The novel is structured on the juxtaposition of opposites. The setting of the story is an island in the Gulf of Mexico. Surrounded by the sea, it is a natural paradise filled with beautiful plants, birds, animals, and pleasant weather. However, danger, death, and suffering are ever present. The sea provides beauty and pleasure but can kill. The enclosed estate of Daniel and Melanie assures safety from predators within its confines, but just outside the estate, hooded figures prowl and hiss. The life of Samuel, who has everything material, contrasts sharply with the life of the impoverished Carlos. However, both suffer from a lack of true affection from either father or mother. For his parents, Samuel is “something” to be exhibited; Carlos’s parents view him as no good.

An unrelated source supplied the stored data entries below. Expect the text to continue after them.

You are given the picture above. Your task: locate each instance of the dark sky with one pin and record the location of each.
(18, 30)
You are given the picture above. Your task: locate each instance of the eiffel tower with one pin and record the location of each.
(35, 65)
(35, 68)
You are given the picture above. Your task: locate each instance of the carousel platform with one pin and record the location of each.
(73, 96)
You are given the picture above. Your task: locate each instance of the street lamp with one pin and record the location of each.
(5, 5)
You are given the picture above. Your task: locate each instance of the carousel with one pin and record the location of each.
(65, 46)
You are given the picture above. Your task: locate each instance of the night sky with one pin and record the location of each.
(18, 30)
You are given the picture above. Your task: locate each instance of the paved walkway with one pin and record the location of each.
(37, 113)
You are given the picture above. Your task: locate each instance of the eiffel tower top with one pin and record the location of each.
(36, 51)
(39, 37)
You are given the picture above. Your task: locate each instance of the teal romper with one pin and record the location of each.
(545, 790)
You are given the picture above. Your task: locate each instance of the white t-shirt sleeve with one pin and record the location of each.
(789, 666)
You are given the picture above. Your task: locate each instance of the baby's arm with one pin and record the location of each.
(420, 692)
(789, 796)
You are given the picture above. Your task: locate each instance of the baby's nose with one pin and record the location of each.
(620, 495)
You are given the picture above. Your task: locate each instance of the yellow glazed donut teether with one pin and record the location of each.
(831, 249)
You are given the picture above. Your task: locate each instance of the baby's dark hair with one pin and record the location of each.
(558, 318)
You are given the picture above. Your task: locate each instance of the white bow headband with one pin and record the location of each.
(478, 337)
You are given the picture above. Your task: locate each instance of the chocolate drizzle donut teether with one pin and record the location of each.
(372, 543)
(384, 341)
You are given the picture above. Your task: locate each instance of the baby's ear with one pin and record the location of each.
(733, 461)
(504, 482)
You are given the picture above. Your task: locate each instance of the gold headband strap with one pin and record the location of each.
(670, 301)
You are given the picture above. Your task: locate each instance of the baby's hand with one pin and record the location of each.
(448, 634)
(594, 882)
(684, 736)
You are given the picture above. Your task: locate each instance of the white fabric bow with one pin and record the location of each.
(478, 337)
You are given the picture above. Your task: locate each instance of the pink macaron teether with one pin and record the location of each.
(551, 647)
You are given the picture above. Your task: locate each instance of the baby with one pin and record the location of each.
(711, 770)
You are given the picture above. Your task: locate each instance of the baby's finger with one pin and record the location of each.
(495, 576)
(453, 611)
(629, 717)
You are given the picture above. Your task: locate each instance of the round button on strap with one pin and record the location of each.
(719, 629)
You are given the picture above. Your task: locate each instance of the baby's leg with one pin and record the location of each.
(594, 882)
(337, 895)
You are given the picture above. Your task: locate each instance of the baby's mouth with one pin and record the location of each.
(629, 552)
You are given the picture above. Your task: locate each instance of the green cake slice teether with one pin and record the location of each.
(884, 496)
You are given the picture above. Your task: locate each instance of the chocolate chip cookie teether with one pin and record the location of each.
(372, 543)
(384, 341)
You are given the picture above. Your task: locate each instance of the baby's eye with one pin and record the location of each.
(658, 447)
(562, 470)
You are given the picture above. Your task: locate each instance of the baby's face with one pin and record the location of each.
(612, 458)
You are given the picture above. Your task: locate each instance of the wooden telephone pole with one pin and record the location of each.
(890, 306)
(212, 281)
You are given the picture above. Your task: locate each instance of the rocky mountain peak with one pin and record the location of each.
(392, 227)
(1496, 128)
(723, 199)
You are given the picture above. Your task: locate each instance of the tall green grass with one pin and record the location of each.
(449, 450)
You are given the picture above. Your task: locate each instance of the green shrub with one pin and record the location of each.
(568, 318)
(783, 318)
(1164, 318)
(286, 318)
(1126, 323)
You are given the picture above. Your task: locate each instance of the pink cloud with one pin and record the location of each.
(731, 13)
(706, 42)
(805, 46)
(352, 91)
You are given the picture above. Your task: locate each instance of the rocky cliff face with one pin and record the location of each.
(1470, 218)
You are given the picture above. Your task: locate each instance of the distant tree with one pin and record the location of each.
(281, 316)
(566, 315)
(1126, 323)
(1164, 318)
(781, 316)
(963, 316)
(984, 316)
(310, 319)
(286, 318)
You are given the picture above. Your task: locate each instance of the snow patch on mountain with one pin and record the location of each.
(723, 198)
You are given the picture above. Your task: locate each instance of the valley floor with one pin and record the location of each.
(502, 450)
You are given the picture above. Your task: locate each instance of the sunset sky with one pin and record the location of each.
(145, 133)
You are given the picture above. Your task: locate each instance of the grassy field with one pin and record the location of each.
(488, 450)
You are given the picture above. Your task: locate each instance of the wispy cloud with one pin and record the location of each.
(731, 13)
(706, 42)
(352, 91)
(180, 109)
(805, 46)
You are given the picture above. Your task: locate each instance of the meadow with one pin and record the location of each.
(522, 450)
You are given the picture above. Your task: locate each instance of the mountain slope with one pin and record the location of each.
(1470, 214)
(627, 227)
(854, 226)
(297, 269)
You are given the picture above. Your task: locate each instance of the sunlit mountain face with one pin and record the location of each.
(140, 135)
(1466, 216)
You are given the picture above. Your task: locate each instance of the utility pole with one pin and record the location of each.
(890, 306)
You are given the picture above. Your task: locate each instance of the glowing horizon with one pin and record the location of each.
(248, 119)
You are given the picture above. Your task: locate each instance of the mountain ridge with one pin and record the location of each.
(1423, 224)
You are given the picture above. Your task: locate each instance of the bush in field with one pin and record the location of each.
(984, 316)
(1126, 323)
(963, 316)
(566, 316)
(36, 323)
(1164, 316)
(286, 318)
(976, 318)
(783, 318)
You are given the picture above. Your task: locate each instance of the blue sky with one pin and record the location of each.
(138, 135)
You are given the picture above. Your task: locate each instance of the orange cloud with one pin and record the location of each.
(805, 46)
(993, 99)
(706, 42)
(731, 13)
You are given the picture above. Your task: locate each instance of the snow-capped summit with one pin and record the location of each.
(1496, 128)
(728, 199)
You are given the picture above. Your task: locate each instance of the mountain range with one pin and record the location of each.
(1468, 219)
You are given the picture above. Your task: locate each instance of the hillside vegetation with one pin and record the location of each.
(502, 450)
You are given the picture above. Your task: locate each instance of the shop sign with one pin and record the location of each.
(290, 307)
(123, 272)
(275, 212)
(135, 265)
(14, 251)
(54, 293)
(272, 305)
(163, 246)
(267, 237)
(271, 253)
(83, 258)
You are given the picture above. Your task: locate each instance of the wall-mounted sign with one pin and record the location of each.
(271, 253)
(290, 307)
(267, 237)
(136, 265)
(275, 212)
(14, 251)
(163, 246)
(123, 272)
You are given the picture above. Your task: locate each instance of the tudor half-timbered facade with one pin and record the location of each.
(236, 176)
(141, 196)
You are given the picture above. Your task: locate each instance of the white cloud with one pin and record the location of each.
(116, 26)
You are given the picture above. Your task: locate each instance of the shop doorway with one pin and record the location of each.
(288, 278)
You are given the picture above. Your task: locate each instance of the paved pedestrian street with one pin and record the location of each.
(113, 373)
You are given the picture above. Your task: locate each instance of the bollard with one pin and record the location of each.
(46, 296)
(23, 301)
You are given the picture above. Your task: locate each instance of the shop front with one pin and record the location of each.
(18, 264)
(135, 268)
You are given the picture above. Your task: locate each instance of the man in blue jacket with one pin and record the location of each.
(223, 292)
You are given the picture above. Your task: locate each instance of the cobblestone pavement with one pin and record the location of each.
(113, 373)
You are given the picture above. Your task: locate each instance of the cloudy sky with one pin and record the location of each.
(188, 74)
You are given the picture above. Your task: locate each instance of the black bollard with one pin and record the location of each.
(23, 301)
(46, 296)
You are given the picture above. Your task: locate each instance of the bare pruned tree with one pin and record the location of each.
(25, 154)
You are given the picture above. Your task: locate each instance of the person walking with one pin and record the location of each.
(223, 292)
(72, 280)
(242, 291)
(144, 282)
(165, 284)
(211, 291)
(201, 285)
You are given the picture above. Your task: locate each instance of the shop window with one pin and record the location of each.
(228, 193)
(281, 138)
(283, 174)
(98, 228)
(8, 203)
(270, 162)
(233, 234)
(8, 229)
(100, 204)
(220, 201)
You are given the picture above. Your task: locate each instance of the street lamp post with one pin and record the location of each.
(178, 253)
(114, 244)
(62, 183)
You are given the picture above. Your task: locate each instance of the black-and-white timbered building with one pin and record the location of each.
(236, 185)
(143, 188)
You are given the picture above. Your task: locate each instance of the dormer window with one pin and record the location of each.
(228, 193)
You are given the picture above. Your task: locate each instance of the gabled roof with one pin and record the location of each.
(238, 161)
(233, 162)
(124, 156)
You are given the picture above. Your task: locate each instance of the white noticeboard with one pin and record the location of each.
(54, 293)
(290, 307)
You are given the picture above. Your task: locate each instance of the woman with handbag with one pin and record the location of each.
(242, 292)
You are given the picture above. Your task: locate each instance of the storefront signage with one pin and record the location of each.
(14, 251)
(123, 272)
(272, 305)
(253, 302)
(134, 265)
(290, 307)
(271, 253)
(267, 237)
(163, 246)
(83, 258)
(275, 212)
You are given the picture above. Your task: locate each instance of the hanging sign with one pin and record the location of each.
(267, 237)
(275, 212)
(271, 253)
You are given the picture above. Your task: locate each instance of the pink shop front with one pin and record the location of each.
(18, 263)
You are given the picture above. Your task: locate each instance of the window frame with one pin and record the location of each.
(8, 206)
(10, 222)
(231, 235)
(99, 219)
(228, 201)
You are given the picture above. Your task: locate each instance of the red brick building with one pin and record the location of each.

Illness, old age, death, and impending death play significant roles in the novel. Characters are haunted by images of death: families lost at sea, war atrocities, bombings, mutilations, hangings, and executions in the electric chair and by lethal injection. Both Jacques, who is dying from acquired immunodeficiency syndrome (AIDS), and Fréderic, incapacitated by old age, can no longer care for themselves. Fréderic and Mère have memory loss.
Through the characters of Mère and Renata, Blais examines the particular problems confronting women in a patriarchal society. Both Mère and Renata have experienced rejection by their husbands because they no longer possessed the attractiveness of youth. Renata speaks of herself as a vagabond, running away from fate. For her, injustice will always be a woman’s fate, and a woman will always be seen as guilty for causing her own misery. Mère is obsessed with the need for women to become leaders, to change the world.
The novel ends with Mère listening to Venus and Samuel singing “O may my joy endure.”